I'm totally confused
Posted by ThatAd8710@reddit | learnprogramming | View on Reddit | 4 comments
Hey, I'm second year student in bca I will complete my fourth sem this month but had no idea about what to do next. I'm really confused between a full stack developer and Java developer. I don't know which side to choose. Can you please help me choose between this two wisely
crashfrog04@reddit
It’s not like being a doctor, you don’t have to commit to a specialty. You don’t have to “choose” anything.
Main-Ad8879@reddit
A lot of companies say "full stack" and they mean a browser UI framework like React and then the web server serving it, probably Node.js using Typescript these days. Everything upstream from that isn't included, and is called "backend". Java tends to handle backend.

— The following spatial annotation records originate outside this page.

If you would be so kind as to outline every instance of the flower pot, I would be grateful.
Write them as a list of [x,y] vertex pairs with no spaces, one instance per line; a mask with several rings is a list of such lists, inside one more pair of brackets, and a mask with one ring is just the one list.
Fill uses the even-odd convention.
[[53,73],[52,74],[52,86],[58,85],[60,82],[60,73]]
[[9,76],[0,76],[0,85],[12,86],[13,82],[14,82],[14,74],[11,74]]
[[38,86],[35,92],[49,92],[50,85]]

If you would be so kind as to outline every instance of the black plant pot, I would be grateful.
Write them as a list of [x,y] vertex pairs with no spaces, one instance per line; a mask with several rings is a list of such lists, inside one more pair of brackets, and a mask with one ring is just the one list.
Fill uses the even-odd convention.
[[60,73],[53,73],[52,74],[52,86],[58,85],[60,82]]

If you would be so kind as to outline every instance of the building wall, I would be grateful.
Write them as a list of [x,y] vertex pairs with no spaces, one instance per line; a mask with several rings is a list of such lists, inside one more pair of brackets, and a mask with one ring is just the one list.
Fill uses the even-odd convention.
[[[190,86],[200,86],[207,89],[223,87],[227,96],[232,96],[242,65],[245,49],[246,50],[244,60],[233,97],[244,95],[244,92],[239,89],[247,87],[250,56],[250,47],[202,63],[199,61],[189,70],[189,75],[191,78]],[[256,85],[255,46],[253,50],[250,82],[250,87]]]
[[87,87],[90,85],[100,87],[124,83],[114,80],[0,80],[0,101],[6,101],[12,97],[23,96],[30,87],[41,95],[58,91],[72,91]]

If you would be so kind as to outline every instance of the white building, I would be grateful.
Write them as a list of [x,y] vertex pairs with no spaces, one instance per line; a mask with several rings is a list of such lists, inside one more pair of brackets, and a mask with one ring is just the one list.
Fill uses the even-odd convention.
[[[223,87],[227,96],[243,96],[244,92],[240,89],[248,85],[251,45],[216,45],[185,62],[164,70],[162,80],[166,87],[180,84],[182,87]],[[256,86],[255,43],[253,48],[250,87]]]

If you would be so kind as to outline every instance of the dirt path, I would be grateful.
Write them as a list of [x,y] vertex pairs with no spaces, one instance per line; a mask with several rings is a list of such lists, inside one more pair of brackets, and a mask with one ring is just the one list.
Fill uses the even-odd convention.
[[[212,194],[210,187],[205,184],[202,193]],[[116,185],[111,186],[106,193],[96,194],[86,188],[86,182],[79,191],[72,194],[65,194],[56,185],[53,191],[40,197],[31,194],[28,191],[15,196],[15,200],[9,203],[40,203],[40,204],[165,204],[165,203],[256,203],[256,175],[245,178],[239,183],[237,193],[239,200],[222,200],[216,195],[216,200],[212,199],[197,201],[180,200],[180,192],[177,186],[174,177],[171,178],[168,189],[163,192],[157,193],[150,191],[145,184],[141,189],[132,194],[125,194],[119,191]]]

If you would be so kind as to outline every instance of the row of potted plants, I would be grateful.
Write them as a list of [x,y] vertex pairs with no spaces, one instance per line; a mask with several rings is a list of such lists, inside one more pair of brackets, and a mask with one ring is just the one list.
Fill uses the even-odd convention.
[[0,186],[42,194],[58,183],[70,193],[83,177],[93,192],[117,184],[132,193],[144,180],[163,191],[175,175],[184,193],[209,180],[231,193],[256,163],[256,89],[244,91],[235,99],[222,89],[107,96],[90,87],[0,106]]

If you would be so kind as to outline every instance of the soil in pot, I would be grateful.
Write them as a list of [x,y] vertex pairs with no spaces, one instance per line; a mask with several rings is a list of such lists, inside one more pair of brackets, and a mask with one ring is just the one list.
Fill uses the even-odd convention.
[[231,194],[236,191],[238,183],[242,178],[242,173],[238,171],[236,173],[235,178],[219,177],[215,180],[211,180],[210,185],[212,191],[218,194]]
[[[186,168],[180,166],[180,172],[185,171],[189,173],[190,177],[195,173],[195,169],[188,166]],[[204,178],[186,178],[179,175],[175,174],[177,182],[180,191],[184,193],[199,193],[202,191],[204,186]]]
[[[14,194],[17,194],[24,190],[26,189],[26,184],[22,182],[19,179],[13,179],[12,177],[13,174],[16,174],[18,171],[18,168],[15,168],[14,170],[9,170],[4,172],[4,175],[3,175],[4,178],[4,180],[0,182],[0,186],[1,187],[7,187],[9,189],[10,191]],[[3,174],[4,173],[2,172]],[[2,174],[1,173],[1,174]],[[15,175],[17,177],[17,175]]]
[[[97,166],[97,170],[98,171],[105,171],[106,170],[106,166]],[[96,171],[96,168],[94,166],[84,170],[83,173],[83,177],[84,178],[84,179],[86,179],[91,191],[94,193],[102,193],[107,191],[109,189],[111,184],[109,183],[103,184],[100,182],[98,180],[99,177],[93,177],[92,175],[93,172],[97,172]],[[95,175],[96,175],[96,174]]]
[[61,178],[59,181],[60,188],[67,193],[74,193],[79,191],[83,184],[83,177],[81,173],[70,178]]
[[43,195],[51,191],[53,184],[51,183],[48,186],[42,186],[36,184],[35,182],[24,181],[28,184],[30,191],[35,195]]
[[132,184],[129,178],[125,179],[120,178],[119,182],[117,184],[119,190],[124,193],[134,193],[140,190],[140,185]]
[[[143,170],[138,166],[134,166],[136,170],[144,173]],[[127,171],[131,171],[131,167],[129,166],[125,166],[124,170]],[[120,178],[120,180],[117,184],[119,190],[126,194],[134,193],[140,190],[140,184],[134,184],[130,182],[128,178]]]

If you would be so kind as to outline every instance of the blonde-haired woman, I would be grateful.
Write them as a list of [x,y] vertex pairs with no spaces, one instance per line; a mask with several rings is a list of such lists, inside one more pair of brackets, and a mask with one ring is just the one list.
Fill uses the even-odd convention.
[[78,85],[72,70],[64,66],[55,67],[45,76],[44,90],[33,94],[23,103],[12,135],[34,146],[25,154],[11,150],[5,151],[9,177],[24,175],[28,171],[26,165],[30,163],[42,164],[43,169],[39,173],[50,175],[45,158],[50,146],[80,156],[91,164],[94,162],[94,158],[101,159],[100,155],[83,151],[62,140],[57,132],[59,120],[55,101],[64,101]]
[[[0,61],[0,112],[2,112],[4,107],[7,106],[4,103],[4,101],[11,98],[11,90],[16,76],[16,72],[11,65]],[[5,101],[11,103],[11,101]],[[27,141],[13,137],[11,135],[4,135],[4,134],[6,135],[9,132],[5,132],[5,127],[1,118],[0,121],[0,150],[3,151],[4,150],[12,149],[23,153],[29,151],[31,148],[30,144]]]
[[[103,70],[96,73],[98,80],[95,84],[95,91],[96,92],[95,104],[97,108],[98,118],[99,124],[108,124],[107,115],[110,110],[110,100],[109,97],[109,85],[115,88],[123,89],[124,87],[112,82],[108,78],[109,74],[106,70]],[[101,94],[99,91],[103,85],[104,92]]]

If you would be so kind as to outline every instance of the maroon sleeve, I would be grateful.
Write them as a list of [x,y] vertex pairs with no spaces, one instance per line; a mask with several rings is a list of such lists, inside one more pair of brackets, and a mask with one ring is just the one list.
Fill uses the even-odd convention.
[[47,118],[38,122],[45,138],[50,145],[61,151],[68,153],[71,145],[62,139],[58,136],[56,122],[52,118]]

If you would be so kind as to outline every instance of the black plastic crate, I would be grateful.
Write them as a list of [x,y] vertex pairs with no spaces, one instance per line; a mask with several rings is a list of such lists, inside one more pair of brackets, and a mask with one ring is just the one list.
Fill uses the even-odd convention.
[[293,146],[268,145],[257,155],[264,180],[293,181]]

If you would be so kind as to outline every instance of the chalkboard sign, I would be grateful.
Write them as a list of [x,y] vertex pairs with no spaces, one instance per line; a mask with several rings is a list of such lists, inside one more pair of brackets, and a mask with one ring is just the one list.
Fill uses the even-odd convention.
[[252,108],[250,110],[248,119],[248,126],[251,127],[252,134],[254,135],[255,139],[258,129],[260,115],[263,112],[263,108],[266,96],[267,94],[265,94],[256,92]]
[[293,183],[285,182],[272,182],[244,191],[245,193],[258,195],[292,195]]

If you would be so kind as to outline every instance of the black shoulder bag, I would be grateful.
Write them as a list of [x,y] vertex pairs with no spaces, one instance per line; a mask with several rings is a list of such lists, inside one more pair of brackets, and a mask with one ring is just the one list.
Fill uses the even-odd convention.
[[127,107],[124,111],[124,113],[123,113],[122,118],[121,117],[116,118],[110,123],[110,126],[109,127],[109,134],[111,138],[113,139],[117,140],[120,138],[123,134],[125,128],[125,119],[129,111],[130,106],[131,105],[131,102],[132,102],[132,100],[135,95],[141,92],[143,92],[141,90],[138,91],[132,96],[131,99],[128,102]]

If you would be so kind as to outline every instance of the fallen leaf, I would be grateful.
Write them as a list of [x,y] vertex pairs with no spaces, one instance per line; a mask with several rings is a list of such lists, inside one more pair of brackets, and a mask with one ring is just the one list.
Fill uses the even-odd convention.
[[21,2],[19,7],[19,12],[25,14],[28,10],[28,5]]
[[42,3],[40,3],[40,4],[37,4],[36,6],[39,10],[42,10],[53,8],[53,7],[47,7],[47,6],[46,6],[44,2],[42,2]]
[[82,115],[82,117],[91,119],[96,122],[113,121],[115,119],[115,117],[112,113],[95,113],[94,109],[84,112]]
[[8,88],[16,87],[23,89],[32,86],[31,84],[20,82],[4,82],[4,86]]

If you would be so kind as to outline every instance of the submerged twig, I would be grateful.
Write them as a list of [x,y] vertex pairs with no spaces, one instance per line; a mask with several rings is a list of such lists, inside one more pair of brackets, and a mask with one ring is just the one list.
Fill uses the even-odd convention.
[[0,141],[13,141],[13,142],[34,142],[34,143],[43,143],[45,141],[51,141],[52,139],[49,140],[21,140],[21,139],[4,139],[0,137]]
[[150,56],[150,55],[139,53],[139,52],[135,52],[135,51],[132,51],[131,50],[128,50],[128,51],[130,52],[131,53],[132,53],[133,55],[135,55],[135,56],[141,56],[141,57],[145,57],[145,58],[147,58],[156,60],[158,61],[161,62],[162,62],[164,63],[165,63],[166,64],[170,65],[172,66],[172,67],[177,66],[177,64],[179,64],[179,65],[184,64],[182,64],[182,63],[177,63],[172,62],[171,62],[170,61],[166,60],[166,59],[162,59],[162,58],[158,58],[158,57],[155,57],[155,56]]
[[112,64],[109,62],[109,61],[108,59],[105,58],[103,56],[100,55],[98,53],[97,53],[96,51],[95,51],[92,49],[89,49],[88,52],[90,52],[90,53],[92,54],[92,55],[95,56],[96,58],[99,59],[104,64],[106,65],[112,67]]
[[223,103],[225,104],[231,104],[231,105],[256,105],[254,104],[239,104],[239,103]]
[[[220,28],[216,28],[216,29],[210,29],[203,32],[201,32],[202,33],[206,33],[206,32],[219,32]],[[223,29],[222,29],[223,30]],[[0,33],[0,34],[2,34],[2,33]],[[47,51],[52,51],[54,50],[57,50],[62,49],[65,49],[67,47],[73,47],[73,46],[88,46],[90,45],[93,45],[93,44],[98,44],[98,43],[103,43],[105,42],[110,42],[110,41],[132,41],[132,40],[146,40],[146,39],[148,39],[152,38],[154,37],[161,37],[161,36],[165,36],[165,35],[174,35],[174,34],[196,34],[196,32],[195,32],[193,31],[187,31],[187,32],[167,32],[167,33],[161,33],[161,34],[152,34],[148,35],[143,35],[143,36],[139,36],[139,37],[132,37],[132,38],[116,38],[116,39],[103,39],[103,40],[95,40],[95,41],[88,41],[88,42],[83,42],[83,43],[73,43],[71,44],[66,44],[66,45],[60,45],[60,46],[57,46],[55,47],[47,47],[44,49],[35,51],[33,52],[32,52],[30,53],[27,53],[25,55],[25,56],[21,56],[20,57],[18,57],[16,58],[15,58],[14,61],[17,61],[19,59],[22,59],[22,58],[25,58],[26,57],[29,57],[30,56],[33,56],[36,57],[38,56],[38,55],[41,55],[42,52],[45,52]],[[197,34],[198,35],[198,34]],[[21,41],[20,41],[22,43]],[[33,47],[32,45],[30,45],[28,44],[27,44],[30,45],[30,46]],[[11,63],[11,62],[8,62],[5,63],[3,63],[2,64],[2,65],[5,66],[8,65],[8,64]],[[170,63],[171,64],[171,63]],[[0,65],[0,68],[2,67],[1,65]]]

However, there are lots of ways to do the (web) UX layer and Java can easily do it. And in some cases, people say "full stack" and they mean "everything technical". This seems to be more the case for startups, especially the kind where you have five MBA "idea men" getting equity and one techie getting $45 hourly for 40 of the 80 hours they worked and a promise to get a little equity later "once they work the details out". Anyway good luck in this lovely industry.
Last-Progress1675@reddit
Anymore most devs can dabble in full stack if not are indeed full stack, however for learning I’d start with the Java track. It will translate well to almost everything you do
kschang@reddit
You can be both as Java can be used in Full Stack through Spring/SpringBoot. You just have to learn a few other things with it.
So your question doesn't make sense, unless your school's "full stack" is only teaching you one or two tech stacks that doesn't involve Java.
In which case, you didn't give us enough details to help you make a choice.